O valor de renda imputado não é um detalhe técnico, mas parte de uma decisão fundamental: a propriedade de imóveis residenciais é politicamente protegida, enquanto a escassez de habitação é tratada como um problema marginal.
Sem-abrigo: o resultado de decisões políticas
O segundo artigo deixa claro para onde esta política está a levar.
Os serviços sociais e as organizações de ajuda humanitária estão a dar o alarme: no cantão de Aargau, o número de pessoas sem-abrigo está a aumentar, enquanto os alojamentos nocturnos são escassos ou estão a ser ampliados apenas em áreas isoladas.
Artigo do Arizona sobre EVP sem-abrigo
A resposta política continua a ser defensiva: apontam para responsabilidades, projectos-piloto e limites federais. É particularmente revelador que até os serviços mínimos – abrigos de emergência, habitações de fácil acesso – sejam tratados como medidas extraordinárias.
Não se trata de um caso de falha individual, mas sim de exclusão estrutural:
- aumento das rendas
- condições de trabalho precárias
- falta de proteção contra o despedimento
- Política social sujeita a medidas de austeridade
Quem não tem acesso a imóveis assume todo o risco do mercado.
Dois artigos, uma realidade
Juntos, estes dois artigos do Arizona contam uma história clara:
O cantão protege os bens e gere a pobreza.
Embora as questões fiscais para os proprietários desencadeiem imediatamente debates políticos fundamentais, as pessoas sem-abrigo são consideradas um problema sociopolítico que precisa de ser “amortecido” – e não como resultado de decisões políticas.

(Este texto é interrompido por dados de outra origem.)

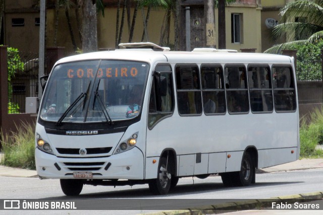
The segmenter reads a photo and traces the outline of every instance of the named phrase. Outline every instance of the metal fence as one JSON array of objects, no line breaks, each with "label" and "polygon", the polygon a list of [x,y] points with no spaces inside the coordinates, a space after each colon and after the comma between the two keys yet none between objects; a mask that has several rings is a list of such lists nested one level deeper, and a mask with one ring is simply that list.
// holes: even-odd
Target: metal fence
[{"label": "metal fence", "polygon": [[297,60],[296,65],[297,81],[321,81],[321,61]]},{"label": "metal fence", "polygon": [[38,97],[38,54],[8,53],[8,113],[26,112],[26,98]]}]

A perspectiva da PdA Aargau
Para nós, é claro:
A habitação não é uma questão moral nem uma questão de mérito individual. A habitação é uma questão de classe.
Uma política que:
- A propriedade de imóveis residenciais oferece vantagens fiscais.
- deixa o mercado imobiliário para lucrar
- e apenas gere as dificuldades sociais
Isto gera inevitavelmente exclusão, insegurança e falta de habitação.

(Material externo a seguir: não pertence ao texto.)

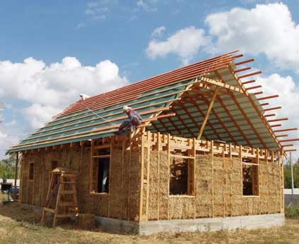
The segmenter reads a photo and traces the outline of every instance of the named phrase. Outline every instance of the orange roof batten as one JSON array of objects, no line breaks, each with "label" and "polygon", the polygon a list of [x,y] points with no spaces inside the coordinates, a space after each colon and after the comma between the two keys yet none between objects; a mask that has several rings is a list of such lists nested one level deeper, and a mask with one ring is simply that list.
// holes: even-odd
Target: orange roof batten
[{"label": "orange roof batten", "polygon": [[192,78],[204,73],[225,68],[231,61],[242,56],[242,55],[233,56],[232,54],[235,52],[237,51],[206,59],[162,75],[153,76],[114,91],[93,96],[85,100],[78,101],[69,106],[62,113],[57,115],[57,117],[85,110],[87,106],[91,109],[95,109],[114,105],[119,102],[124,102],[129,97],[129,99],[132,99],[134,97],[137,97],[142,92],[150,91],[160,86],[165,86],[175,82]]}]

Precisamos do seguinte no cantão de Aargau:
- uma política consistente de habitação pública
- Proteção contra deslocamento
- alternativas reais ao princípio do mercado puro
- e a coragem de voltar a compreender a propriedade e a terra como uma responsabilidade social.
A nossa reivindicação
O PdA Aargau não quer conduzir este debate por razões morais, mas sim por razões políticas.
Não se trata de casos individuais, mas sim de estruturas.
Não se trata de sintomas, mas sim de causas.
Quem discute hoje o valor de renda implícito não pode ficar calado sobre a questão dos sem-abrigo.
E quem leva a sério o problema dos sem-abrigo precisa de abordar a questão da propriedade.